The sort of limited “precommitment” we are talking about in humans is just a form of listening to advice of your past self. The decision still has to be made in the present, and could very well disregard what your past self recommends. For example, when deciding to take one or both boxes in Newcomb’s problem, CDT requires you to look at the causal results of your actions. Listening now to advice of your past self has no causal influence on the contents of the boxes. So following CDT still means you take both boxes, which means the colloquial form of human “precommitment” is useless here. The form of precommitment required for CDT agents to do things like one-boxing is different from what humans can do.
This seems to me as a potential confusion of normative and descriptive sides of things. Whether humans in practice perfectly follow a specific decision theory isn’t really relevant to the question of which decision theory an optimal agent should implement. If CDT+P is optimal and humans have troubles with precommiting it is a problem—for humans, not for CDT+P. It’s a reason for humans to learn to precommit better.
Unless you’ve actually precommited to do the dishes, of course. Then your mind doesn’t even entertain the idea of not doing them.
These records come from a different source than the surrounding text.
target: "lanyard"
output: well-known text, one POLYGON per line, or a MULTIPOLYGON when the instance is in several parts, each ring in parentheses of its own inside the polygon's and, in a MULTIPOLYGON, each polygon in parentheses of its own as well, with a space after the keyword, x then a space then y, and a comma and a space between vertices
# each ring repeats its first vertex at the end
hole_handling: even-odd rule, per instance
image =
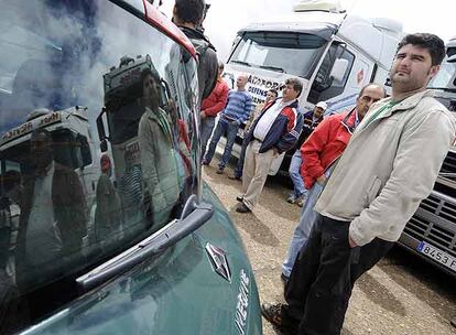
POLYGON ((380 114, 387 111, 388 109, 391 109, 392 107, 394 107, 399 102, 401 102, 401 101, 390 101, 387 105, 383 105, 382 107, 377 109, 376 112, 372 116, 369 116, 369 119, 366 121, 366 125, 363 126, 363 128, 368 127, 373 120, 376 120, 379 117, 380 114))

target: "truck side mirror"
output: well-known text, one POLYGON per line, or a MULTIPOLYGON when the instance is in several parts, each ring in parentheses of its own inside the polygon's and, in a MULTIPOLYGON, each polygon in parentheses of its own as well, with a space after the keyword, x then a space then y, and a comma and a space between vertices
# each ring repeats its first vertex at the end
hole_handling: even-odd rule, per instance
POLYGON ((456 55, 449 56, 446 62, 448 62, 448 63, 456 63, 456 55))
POLYGON ((344 75, 348 68, 348 61, 344 58, 337 58, 334 62, 333 69, 330 71, 329 78, 333 78, 336 82, 341 82, 344 79, 344 75))
POLYGON ((108 151, 108 142, 106 140, 102 140, 100 142, 100 150, 101 150, 101 152, 107 152, 108 151))
POLYGON ((106 152, 108 150, 108 143, 106 141, 108 139, 108 137, 106 136, 105 125, 102 122, 102 115, 104 114, 106 114, 106 107, 101 108, 101 112, 97 117, 97 130, 98 130, 98 138, 100 140, 101 152, 106 152))
POLYGON ((76 141, 80 143, 80 155, 83 158, 83 166, 91 164, 91 153, 90 153, 90 145, 87 141, 87 138, 78 134, 76 137, 76 141))

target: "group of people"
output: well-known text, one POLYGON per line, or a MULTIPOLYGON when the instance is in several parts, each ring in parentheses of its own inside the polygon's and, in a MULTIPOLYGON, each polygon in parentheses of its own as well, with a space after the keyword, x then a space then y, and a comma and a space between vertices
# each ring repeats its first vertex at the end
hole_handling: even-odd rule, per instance
POLYGON ((367 85, 354 110, 324 119, 301 147, 308 196, 282 268, 286 303, 261 306, 283 334, 340 334, 356 280, 431 193, 456 133, 426 89, 444 55, 438 36, 406 35, 391 96, 367 85))
POLYGON ((356 280, 390 250, 431 193, 456 133, 452 114, 426 89, 444 56, 438 36, 404 36, 390 71, 391 96, 382 85, 368 84, 354 109, 326 118, 324 101, 307 114, 298 109, 303 87, 293 78, 281 97, 268 91, 253 112, 248 77, 240 75, 237 89, 228 91, 219 66, 218 87, 202 108, 203 127, 209 125, 203 128, 202 158, 209 164, 226 133, 217 170, 222 174, 240 125, 253 118, 230 176, 242 180, 237 212, 253 209, 272 161, 294 150, 287 201, 303 208, 282 264, 286 303, 261 306, 283 334, 340 334, 356 280))

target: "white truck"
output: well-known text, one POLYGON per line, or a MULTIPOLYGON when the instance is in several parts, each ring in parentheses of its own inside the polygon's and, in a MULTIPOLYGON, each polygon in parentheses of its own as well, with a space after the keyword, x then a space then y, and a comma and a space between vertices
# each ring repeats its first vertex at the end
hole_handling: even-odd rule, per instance
MULTIPOLYGON (((87 201, 89 217, 87 228, 90 234, 94 226, 95 196, 100 166, 97 156, 99 150, 95 145, 87 108, 85 107, 74 106, 57 111, 44 108, 34 110, 29 115, 25 122, 0 134, 0 198, 8 197, 4 185, 8 175, 11 176, 11 173, 21 175, 32 169, 30 159, 33 152, 29 154, 30 138, 32 132, 39 128, 44 128, 52 134, 54 160, 73 169, 79 176, 87 201)), ((10 203, 9 206, 9 252, 13 255, 20 209, 13 203, 10 203)), ((84 242, 87 245, 87 237, 84 242)), ((13 273, 12 269, 13 266, 10 261, 8 271, 13 273)))
POLYGON ((29 163, 23 161, 30 156, 24 152, 29 150, 32 131, 39 128, 52 133, 56 143, 53 148, 55 161, 75 170, 90 204, 95 198, 100 168, 99 159, 95 156, 99 150, 94 143, 85 107, 74 106, 57 111, 39 109, 31 112, 24 123, 1 134, 1 175, 10 170, 20 172, 20 166, 29 163))
MULTIPOLYGON (((289 77, 303 83, 302 110, 326 101, 337 112, 355 106, 368 83, 386 84, 402 24, 390 19, 367 20, 348 14, 330 1, 301 1, 294 12, 271 22, 251 23, 240 30, 225 67, 225 79, 249 76, 247 89, 253 101, 264 100, 268 89, 282 89, 289 77)), ((239 156, 242 131, 234 154, 239 156)), ((293 153, 287 153, 292 155, 293 153)), ((270 174, 289 166, 282 154, 270 174)))

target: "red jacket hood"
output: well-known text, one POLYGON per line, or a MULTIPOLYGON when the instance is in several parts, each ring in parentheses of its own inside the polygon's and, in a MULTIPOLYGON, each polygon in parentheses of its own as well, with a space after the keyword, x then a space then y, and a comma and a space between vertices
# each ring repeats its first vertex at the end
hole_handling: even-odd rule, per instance
POLYGON ((343 125, 343 121, 348 114, 345 111, 325 118, 301 147, 303 156, 301 175, 307 190, 343 154, 347 147, 351 138, 349 128, 355 128, 357 115, 355 110, 350 114, 345 122, 347 127, 343 125))

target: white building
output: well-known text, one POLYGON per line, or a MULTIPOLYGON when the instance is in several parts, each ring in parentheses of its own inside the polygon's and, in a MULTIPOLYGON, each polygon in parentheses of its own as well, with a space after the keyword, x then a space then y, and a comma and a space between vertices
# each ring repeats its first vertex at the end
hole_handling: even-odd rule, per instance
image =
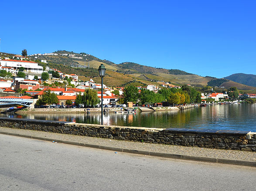
POLYGON ((157 92, 157 91, 158 90, 158 86, 156 86, 155 85, 147 85, 147 89, 149 90, 154 92, 157 92))
POLYGON ((12 81, 10 80, 0 80, 0 88, 10 88, 12 81))
POLYGON ((43 67, 34 62, 5 59, 0 60, 0 63, 2 67, 10 67, 16 70, 23 67, 27 72, 30 72, 41 73, 43 72, 43 67))

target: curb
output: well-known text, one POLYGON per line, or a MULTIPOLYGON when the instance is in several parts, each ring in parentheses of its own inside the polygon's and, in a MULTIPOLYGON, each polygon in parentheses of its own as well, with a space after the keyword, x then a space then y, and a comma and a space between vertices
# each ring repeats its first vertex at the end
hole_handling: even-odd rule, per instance
POLYGON ((228 159, 223 158, 217 158, 210 157, 202 157, 197 156, 190 156, 183 155, 178 155, 171 153, 166 153, 158 152, 152 152, 150 151, 131 149, 129 148, 123 148, 118 147, 111 147, 109 146, 103 146, 98 145, 90 144, 79 142, 72 142, 69 141, 63 141, 62 140, 55 139, 46 137, 38 137, 26 135, 19 134, 18 133, 8 133, 0 131, 0 134, 16 136, 17 137, 24 137, 26 138, 33 138, 34 139, 41 140, 42 141, 54 141, 55 142, 72 145, 77 146, 81 146, 86 147, 90 147, 94 148, 99 148, 103 150, 114 151, 118 152, 125 152, 127 153, 137 154, 155 157, 164 157, 165 158, 173 158, 176 159, 186 160, 188 161, 198 161, 200 162, 211 162, 213 163, 220 163, 228 165, 237 165, 239 166, 246 166, 253 167, 256 167, 256 161, 239 160, 234 159, 228 159))

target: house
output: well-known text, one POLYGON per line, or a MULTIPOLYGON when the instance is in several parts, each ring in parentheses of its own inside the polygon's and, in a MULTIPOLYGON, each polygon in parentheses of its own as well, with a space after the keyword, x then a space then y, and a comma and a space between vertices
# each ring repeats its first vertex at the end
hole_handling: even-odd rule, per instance
POLYGON ((76 97, 75 96, 57 96, 57 97, 58 100, 58 104, 61 105, 65 105, 67 100, 70 100, 72 102, 75 102, 76 97))
POLYGON ((35 90, 39 88, 40 85, 36 80, 30 79, 20 79, 15 81, 15 90, 19 89, 27 89, 28 90, 35 90))
POLYGON ((53 92, 56 95, 60 96, 62 94, 62 92, 65 91, 65 88, 44 88, 42 90, 43 92, 46 92, 47 91, 50 90, 51 92, 53 92))
POLYGON ((12 89, 9 89, 7 88, 0 88, 3 90, 3 92, 4 93, 15 93, 16 92, 12 89))
POLYGON ((156 86, 155 85, 147 85, 147 89, 149 90, 154 92, 155 93, 157 93, 158 91, 158 86, 156 86))
POLYGON ((10 88, 12 83, 11 80, 0 80, 0 88, 10 88))
MULTIPOLYGON (((103 88, 105 89, 106 88, 106 86, 105 85, 103 85, 103 88)), ((94 89, 101 89, 101 84, 93 84, 92 85, 92 88, 93 88, 94 89)))
POLYGON ((42 91, 29 91, 29 90, 27 90, 27 91, 25 91, 25 93, 28 93, 29 94, 30 94, 31 96, 34 96, 35 95, 38 94, 38 93, 39 93, 40 92, 41 92, 42 91))
MULTIPOLYGON (((14 69, 17 71, 21 67, 24 67, 27 72, 32 73, 43 73, 43 67, 34 62, 25 60, 0 60, 1 66, 3 67, 13 68, 14 69)), ((3 67, 2 67, 3 68, 3 67)))
POLYGON ((227 94, 224 94, 223 93, 212 93, 207 94, 206 97, 207 98, 212 98, 215 99, 215 101, 218 101, 220 98, 224 98, 228 97, 227 94))
POLYGON ((92 88, 92 87, 89 86, 83 86, 83 85, 80 85, 77 87, 77 88, 79 89, 88 89, 89 88, 92 88))
POLYGON ((82 95, 84 95, 84 92, 85 90, 84 89, 79 89, 79 88, 67 88, 66 91, 73 92, 75 93, 75 95, 79 94, 81 92, 82 95))
MULTIPOLYGON (((98 96, 98 97, 100 100, 99 104, 101 105, 101 95, 98 96)), ((103 105, 105 104, 116 104, 116 102, 117 101, 117 98, 116 97, 112 97, 109 96, 104 96, 102 97, 103 105)))
POLYGON ((81 82, 81 85, 82 86, 89 86, 91 87, 92 87, 92 86, 94 84, 96 84, 96 83, 95 83, 93 81, 93 80, 92 79, 90 79, 90 81, 81 82))
POLYGON ((76 93, 73 91, 65 91, 62 92, 62 96, 73 96, 76 95, 76 93))

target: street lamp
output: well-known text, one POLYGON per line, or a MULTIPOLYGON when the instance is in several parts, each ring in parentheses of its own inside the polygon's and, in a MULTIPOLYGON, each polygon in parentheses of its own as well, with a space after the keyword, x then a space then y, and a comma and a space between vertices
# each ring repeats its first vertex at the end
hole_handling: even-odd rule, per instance
POLYGON ((106 69, 103 64, 101 64, 98 70, 101 78, 101 125, 103 125, 103 78, 105 76, 106 69))

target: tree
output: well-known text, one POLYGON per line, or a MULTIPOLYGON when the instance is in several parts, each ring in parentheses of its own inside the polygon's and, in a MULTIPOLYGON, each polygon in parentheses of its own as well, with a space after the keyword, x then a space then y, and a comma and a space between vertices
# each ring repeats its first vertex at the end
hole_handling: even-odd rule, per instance
POLYGON ((42 95, 41 98, 39 98, 36 104, 38 105, 58 104, 58 99, 57 96, 54 92, 51 93, 50 90, 47 91, 42 95))
POLYGON ((119 93, 119 91, 118 91, 117 89, 115 89, 113 92, 112 92, 116 96, 120 96, 120 93, 119 93))
POLYGON ((46 72, 43 72, 41 75, 41 78, 44 80, 49 79, 49 74, 46 72))
POLYGON ((19 71, 17 74, 17 76, 19 77, 20 78, 26 78, 26 74, 25 74, 25 73, 19 71))
POLYGON ((98 93, 95 89, 86 89, 82 96, 82 103, 86 106, 93 107, 100 102, 98 98, 98 93))
POLYGON ((83 103, 83 96, 81 94, 81 92, 79 92, 79 94, 76 96, 75 99, 75 105, 79 105, 83 103))
POLYGON ((154 96, 155 93, 149 89, 143 89, 140 91, 140 99, 142 104, 145 103, 153 103, 154 102, 154 96))
POLYGON ((7 73, 6 74, 6 77, 7 78, 11 78, 12 76, 13 76, 13 75, 10 72, 7 72, 7 73))
POLYGON ((4 78, 7 75, 7 72, 6 70, 2 69, 0 70, 0 76, 4 78))
POLYGON ((27 49, 24 49, 23 50, 22 50, 22 52, 21 52, 21 54, 22 55, 22 56, 23 56, 24 57, 27 56, 27 49))
POLYGON ((24 70, 25 70, 25 69, 22 66, 20 67, 19 69, 19 71, 20 71, 20 72, 23 72, 24 70))
POLYGON ((57 71, 54 71, 52 73, 52 77, 55 78, 59 78, 60 74, 57 71))
POLYGON ((124 102, 132 102, 133 103, 138 101, 139 90, 134 86, 128 86, 125 87, 123 92, 124 102))
POLYGON ((239 92, 237 90, 237 88, 236 87, 231 87, 229 89, 229 92, 228 95, 229 97, 232 100, 236 100, 239 96, 239 92))
POLYGON ((162 88, 158 91, 158 93, 162 95, 164 97, 164 101, 167 100, 171 92, 171 89, 165 87, 162 88))
POLYGON ((178 104, 181 101, 181 99, 177 93, 171 93, 167 100, 168 102, 172 104, 173 106, 175 104, 178 104))
POLYGON ((66 101, 66 105, 72 105, 72 101, 71 101, 70 99, 68 99, 66 101))

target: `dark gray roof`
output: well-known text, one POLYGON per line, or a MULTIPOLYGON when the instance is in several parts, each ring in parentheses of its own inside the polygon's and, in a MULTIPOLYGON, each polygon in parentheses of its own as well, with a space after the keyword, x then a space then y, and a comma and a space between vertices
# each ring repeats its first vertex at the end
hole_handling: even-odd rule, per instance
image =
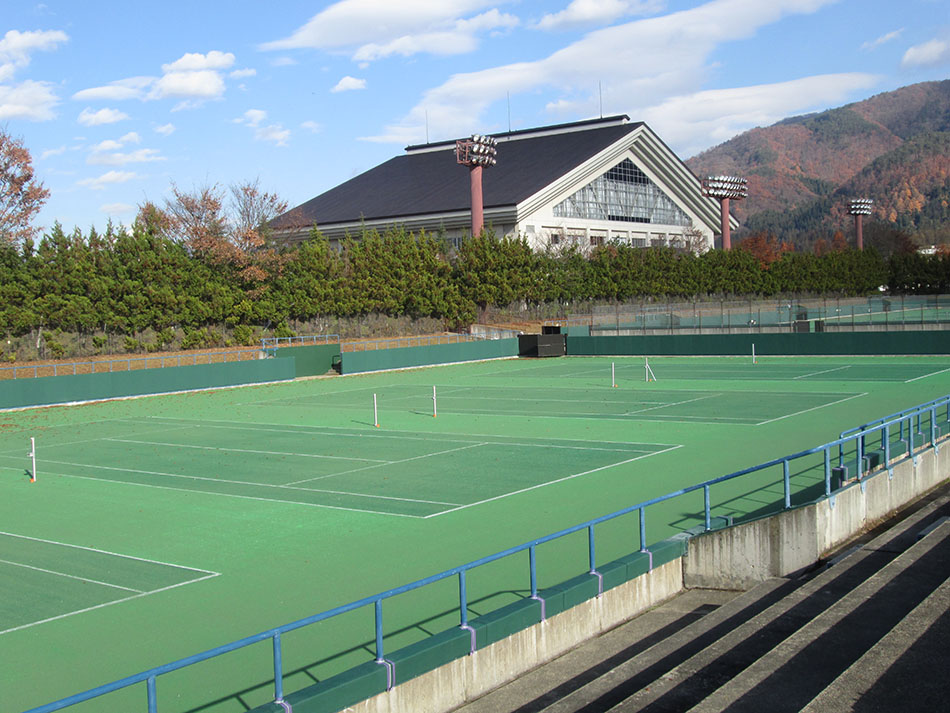
MULTIPOLYGON (((597 126, 602 122, 594 120, 495 134, 499 139, 498 164, 483 173, 485 208, 517 205, 641 126, 617 124, 618 118, 611 117, 614 123, 609 126, 597 126), (571 128, 587 124, 590 128, 571 128), (546 130, 561 131, 533 135, 546 130)), ((271 227, 286 230, 314 223, 321 226, 360 219, 398 220, 470 210, 469 172, 456 163, 454 147, 454 141, 411 146, 406 155, 392 158, 278 216, 271 227), (434 146, 442 148, 424 150, 434 146)))

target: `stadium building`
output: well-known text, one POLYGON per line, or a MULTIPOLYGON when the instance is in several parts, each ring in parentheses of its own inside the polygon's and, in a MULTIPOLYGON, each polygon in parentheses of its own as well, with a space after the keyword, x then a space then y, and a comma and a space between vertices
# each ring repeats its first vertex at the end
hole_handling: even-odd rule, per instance
MULTIPOLYGON (((537 250, 617 242, 702 252, 720 232, 718 202, 643 122, 620 115, 493 138, 498 163, 484 171, 483 203, 496 235, 537 250)), ((471 190, 455 141, 409 146, 271 223, 287 242, 315 225, 331 242, 394 226, 460 240, 471 232, 471 190)))

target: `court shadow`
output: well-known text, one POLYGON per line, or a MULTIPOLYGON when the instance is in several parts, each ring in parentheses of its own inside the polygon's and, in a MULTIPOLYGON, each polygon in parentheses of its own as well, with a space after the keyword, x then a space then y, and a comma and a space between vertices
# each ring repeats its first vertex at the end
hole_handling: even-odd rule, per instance
MULTIPOLYGON (((530 596, 530 592, 528 590, 513 590, 513 589, 498 590, 491 594, 487 594, 486 596, 481 597, 477 600, 473 600, 469 602, 468 608, 469 608, 470 616, 481 616, 482 614, 487 614, 489 611, 493 611, 496 607, 485 606, 484 610, 482 610, 482 606, 484 606, 487 602, 493 599, 497 599, 499 597, 502 597, 505 599, 512 598, 512 597, 518 598, 518 599, 526 599, 529 596, 530 596)), ((397 631, 393 631, 390 634, 387 634, 387 636, 399 636, 399 635, 407 634, 413 631, 421 632, 425 636, 432 636, 444 630, 444 627, 441 625, 436 625, 436 622, 438 622, 441 619, 444 619, 445 617, 451 617, 452 615, 455 615, 456 618, 458 617, 458 608, 452 608, 452 609, 446 609, 446 610, 440 611, 436 614, 433 614, 430 617, 427 617, 425 619, 420 619, 419 621, 409 624, 408 626, 404 626, 401 629, 398 629, 397 631)), ((311 661, 310 663, 305 664, 303 666, 299 666, 297 668, 284 671, 285 686, 286 686, 286 681, 293 676, 305 676, 310 681, 311 684, 319 683, 322 679, 314 675, 312 672, 312 669, 318 666, 325 665, 327 663, 331 663, 337 659, 341 659, 346 656, 351 656, 356 653, 365 653, 367 656, 366 660, 372 661, 376 657, 375 638, 367 639, 347 649, 334 652, 320 659, 315 659, 311 661)), ((310 684, 307 684, 307 685, 310 685, 310 684)), ((301 688, 303 688, 303 686, 300 686, 300 685, 293 686, 293 690, 299 690, 301 688)), ((218 706, 225 705, 225 704, 233 704, 233 703, 240 705, 241 710, 249 711, 255 708, 259 704, 254 704, 246 700, 248 696, 251 696, 253 694, 255 699, 260 699, 261 693, 264 694, 264 697, 267 697, 267 696, 273 696, 273 692, 274 692, 274 679, 269 678, 269 679, 260 681, 256 684, 252 684, 246 688, 243 688, 240 691, 235 691, 232 694, 221 696, 220 698, 216 698, 215 700, 208 701, 207 703, 204 703, 200 706, 189 708, 188 710, 183 711, 183 713, 203 713, 204 711, 214 710, 218 706)), ((292 691, 290 690, 287 691, 287 693, 290 693, 290 692, 292 691)))

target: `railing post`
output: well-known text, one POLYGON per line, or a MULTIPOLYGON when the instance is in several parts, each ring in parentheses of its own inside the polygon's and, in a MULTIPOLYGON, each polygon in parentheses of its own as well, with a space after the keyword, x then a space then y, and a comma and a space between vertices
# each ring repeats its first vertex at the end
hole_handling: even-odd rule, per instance
POLYGON ((383 660, 383 600, 376 600, 376 660, 383 660))
POLYGON ((703 485, 703 518, 706 530, 712 527, 712 514, 709 511, 709 486, 703 485))
POLYGON ((274 701, 284 700, 284 665, 280 650, 280 632, 274 634, 274 701))
POLYGON ((155 676, 149 676, 145 682, 148 692, 148 713, 158 713, 158 695, 155 692, 155 676))
POLYGON ((465 586, 465 570, 459 572, 459 623, 468 624, 468 591, 465 586))
POLYGON ((534 545, 528 548, 528 578, 531 582, 531 596, 538 596, 538 568, 534 557, 534 545))
POLYGON ((647 521, 642 507, 640 508, 640 551, 647 551, 647 521))
POLYGON ((825 495, 831 495, 831 447, 825 446, 825 495))
POLYGON ((785 509, 792 507, 792 484, 788 477, 788 460, 782 461, 782 482, 785 485, 785 509))
POLYGON ((588 525, 587 527, 587 556, 590 561, 590 573, 593 574, 597 570, 597 560, 594 557, 594 526, 588 525))

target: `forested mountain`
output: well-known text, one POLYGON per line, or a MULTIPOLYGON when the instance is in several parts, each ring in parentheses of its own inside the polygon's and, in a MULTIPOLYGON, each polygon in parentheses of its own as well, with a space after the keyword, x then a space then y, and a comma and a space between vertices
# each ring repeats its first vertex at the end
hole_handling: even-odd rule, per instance
POLYGON ((878 230, 950 243, 950 80, 752 129, 686 163, 748 178, 749 197, 733 204, 738 238, 771 232, 807 249, 848 233, 848 201, 869 197, 878 230))

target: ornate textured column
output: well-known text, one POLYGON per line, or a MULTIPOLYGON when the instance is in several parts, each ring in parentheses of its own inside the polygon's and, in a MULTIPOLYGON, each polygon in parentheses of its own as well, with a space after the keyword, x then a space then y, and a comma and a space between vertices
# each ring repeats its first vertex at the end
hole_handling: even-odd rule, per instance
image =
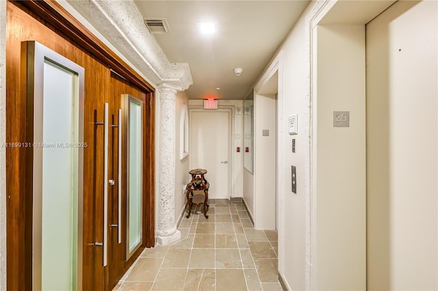
POLYGON ((181 238, 175 223, 175 89, 160 85, 158 227, 157 242, 168 245, 181 238))

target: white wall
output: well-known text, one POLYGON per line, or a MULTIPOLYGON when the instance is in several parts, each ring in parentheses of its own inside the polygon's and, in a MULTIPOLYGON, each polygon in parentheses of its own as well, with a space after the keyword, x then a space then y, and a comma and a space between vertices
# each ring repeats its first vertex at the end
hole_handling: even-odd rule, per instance
POLYGON ((438 289, 437 1, 367 25, 370 290, 438 289))
MULTIPOLYGON (((175 222, 179 221, 185 206, 186 199, 183 191, 183 185, 185 186, 190 180, 189 157, 188 156, 181 161, 179 154, 180 124, 183 104, 188 108, 188 98, 184 92, 179 91, 177 93, 175 100, 175 222)), ((189 152, 189 154, 190 154, 189 152)))
POLYGON ((255 228, 276 229, 276 96, 256 94, 254 99, 255 228), (263 136, 263 130, 269 136, 263 136))
POLYGON ((365 290, 365 26, 315 33, 316 287, 365 290), (334 127, 335 111, 350 112, 349 127, 334 127))
MULTIPOLYGON (((202 100, 190 100, 190 109, 202 109, 204 103, 202 100)), ((233 115, 234 119, 234 137, 231 137, 230 153, 233 161, 231 171, 231 197, 243 197, 243 180, 244 180, 244 167, 243 167, 243 112, 240 115, 235 114, 235 108, 242 109, 243 101, 241 100, 220 100, 218 101, 218 107, 219 108, 229 108, 232 109, 231 114, 233 115), (239 135, 240 137, 236 138, 239 135), (236 148, 240 147, 240 152, 236 152, 236 148)), ((211 109, 209 109, 211 110, 211 109)), ((214 115, 212 115, 214 116, 214 115)), ((233 135, 233 133, 231 133, 233 135)))
MULTIPOLYGON (((6 135, 6 1, 0 1, 0 143, 6 135)), ((6 148, 0 147, 0 290, 6 290, 6 148)))

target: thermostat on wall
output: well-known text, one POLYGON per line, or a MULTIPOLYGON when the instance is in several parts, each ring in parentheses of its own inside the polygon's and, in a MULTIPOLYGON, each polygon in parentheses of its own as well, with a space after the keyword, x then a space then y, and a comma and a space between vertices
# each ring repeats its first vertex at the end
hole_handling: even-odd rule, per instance
POLYGON ((289 134, 292 135, 298 133, 298 114, 294 114, 289 117, 289 134))

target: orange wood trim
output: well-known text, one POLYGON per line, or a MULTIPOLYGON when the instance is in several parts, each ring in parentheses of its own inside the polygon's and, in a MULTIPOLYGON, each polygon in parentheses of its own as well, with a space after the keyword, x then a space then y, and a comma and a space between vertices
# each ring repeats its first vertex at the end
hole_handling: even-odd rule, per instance
POLYGON ((17 5, 23 5, 27 8, 46 21, 47 23, 44 23, 46 25, 70 39, 80 48, 94 55, 104 65, 114 70, 139 88, 146 92, 153 91, 153 87, 138 73, 131 68, 102 41, 55 1, 11 1, 17 5))

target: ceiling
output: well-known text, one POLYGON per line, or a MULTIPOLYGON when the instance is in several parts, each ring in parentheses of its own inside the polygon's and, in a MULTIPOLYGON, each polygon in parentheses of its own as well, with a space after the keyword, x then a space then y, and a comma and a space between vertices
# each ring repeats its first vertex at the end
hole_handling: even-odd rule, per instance
POLYGON ((135 1, 144 18, 164 18, 170 32, 154 34, 170 63, 187 63, 190 99, 243 99, 309 1, 135 1), (203 36, 197 23, 216 24, 203 36), (234 68, 242 68, 236 76, 234 68), (216 89, 220 87, 220 89, 216 89))

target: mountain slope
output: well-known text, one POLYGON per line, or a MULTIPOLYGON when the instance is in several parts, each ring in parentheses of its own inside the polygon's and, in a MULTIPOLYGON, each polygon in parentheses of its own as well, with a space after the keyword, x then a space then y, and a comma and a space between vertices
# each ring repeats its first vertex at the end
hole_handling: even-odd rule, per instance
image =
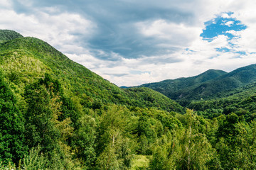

Humans are imperfect precommiters but neither we are completely unable to precommit. We do not evaluate every action we take at every moment of taking it. When you go somewhere, you do not interrogate yourself whether to continue doing it at every step. We have the ability to follow plans and to automatize some of our actions. And we can actively improve this ability by cultivating relevant virtues. There is an obvious self fulfilling component here—those who do not believe that they can precommit and therefore do not try, indeed can’t. Those who actively try, also fail sometimes, but they are less bad at precommitments and improve with time.
Of course. That’s why evolution gave us only limited ability to precommit in the first place. And most of our precommitments are flexible enough. There is an implicit “unless something completely unexpected happens or I feel extremely bad, etc” built in in our promises by default and it requires extra previledged access to our psyche to override these restrictions.
Commitment races is an interesting topic. I belive there is a coherent way to resolve them by something like precommiting not to respond to threats and not to make threats yourself against those who would not respond to them, but I dind’t explore this beyond reading Project Lawful, and superficially thinking about the relevant decision theory for couple of minutes.
For potential artificial agents this is true. But for already existing humans, what they should do, e.g. in Newcomb’s problem, depends on what they can do (ought implies can), and what they can do is a descriptive question.
Yes, but it normally doesn’t work like this. A decision has to be made whether to now do the dishes.
But this is very different from the sort of “precommitment” we are talking about in decision theory, or CDT in particular. In decision theory it is assumed that a “decision” means you definitely do it, not just with some probability. The probability is only in the outcomes. The decision is assumed to be final, not something you can change your mind about later.
The sort of limited “precommitment” we are talking about in humans is just a form of listening to advice of your past self. The decision still has to be made in the present, and could very well disregard what your past self recommends. For example, when deciding to take one or both boxes in Newcomb’s problem, CDT requires you to look at the causal results of your actions. Listening now to advice of your past self has no causal influence on the contents of the boxes. So following CDT still means you take both boxes, which means the colloquial form of human “precommitment” is useless here. The form of precommitment required for CDT agents to do things like one-boxing is different from what humans can do.